Вошел герцог Неверский с сиром де Гизей.
– Вы здесь, кузен, – сказал Людовик, идя прямо навстречу своему врагу, – какой сюрприз! Но он был бы еще приятнее, если бы вы привезли с собой нашу милую родственницу – возлюбленную супругу вашу.
– Да, это я, я раздумал, – ответил герцог Неверский, – до отъезда из Франции в Венгрию, я решил побывать на бале, чтобы потом сравнить изящный двор Карла VI с двором короля Сигизмунда.
– Потому-то и следовало привезти сюда нашу кузину. Женщины в этих вещах лучшие судьи, чем мы.
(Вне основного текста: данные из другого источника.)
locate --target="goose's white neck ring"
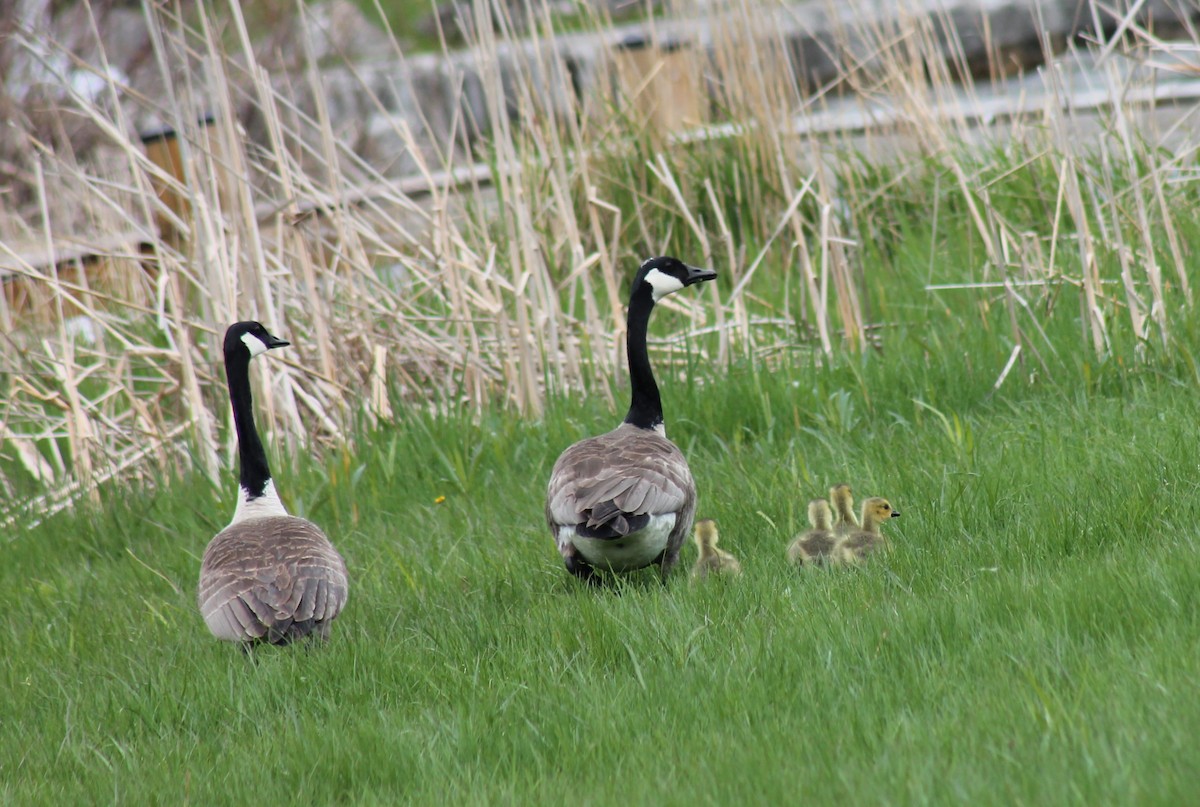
[646,269,683,303]
[229,479,288,524]
[241,331,270,358]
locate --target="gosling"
[829,483,858,538]
[834,496,900,563]
[691,519,742,580]
[787,497,848,566]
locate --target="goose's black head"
[634,256,716,303]
[224,321,292,361]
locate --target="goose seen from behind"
[546,257,716,582]
[197,322,348,645]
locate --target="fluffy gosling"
[829,483,858,538]
[691,519,742,580]
[787,498,838,566]
[834,496,900,563]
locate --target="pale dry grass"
[0,0,1192,520]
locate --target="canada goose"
[691,519,742,580]
[197,322,348,645]
[834,496,900,563]
[546,257,716,582]
[829,483,858,536]
[787,498,838,566]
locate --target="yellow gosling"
[787,498,838,566]
[829,483,858,538]
[834,496,900,563]
[691,519,742,580]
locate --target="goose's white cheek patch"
[241,334,266,358]
[646,269,683,301]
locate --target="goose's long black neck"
[625,285,662,429]
[226,355,271,500]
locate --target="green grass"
[0,331,1200,805]
[0,105,1200,805]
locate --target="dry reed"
[0,0,1190,522]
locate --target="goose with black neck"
[546,257,716,582]
[197,322,349,645]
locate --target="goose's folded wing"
[546,427,695,526]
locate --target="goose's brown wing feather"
[546,425,696,530]
[197,516,349,642]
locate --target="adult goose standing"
[197,322,348,645]
[546,257,716,582]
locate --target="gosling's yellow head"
[694,519,716,551]
[863,496,900,527]
[809,498,833,531]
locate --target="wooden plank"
[0,229,151,280]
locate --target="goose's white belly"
[559,513,676,572]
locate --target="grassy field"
[7,307,1200,805]
[0,4,1200,805]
Герцог Бургундский, не отвечая, взял под руку сира Гизей и пошел дальше.
– Бык! – проворчал Орлеанский, – ступай бить неверных: всех не перебьешь!
Он смеялся, расхаживая по зале, когда какая-то женщина в маске и в черном домино подошла к нему и взяла его под руку, шепнув ему на ухо свое имя.
– Вы здесь, Маргарита! – сказал он глухим голосом.
– Да, ведь я же предупредила вас запиской.
– Правда, но ведь и муж ваш здесь.
– Он не узнает меня в этом костюме.
– Он бы убил вас, этот зверь!
– Ну что ж! Я готова умереть за тебя!
– Но я не хочу, чтобы ты умерла!
– Я пришла сказать тебе… Он заставляет меня ехать с ним в Венгрию, но я останусь твоей. Вот, возьми, береги это.
И герцогиня Неверская сунула в руку Орлеанского крохотный портрет, работы Жеана Море, того самого, который, как сказано выше, учил герцога живописи на фарфоре.
– Ты здесь очень похожа, обожаемая Маргарита.
– Прощай, Людовик. Осторожность велит мне уйти.
– Как! Так скоро расстаться с тобой! Я провожу тебя до отеля д'Артуа.
– Какое безумие!
– Пойдем.
Герцог Орлеанский напрасно старался пробиться сквозь толпу, которая стояла стеной: каждый старался удержать за собой место, чтобы получше видеть обещанный маскарад. Ведь король шутов поклялся, что превзойдет самого себя! А тем временем герцог обдумывал способ, как бы устроить новое свидание с Маргаритой.
– Маргарита, – сказал он, после минутного размышления, – возьмите этот золотой ключик – чудная работа одного мастера в Брюгге. Это ключ от подземного хода в мой замок де Боте, выходящего к часовне св. Сатурнина, куда ваш муж, конечно, не запретит вам пойти помолиться за успех экспедиции в Венгрию…
Герцогиня едва успела схватить и спрятать ключик, поданный ей Орлеанским. Богато одетая женщина, с маской на лице, страшным усилием воли пробившись сквозь толпу, стала перед ними с угрожающим видом.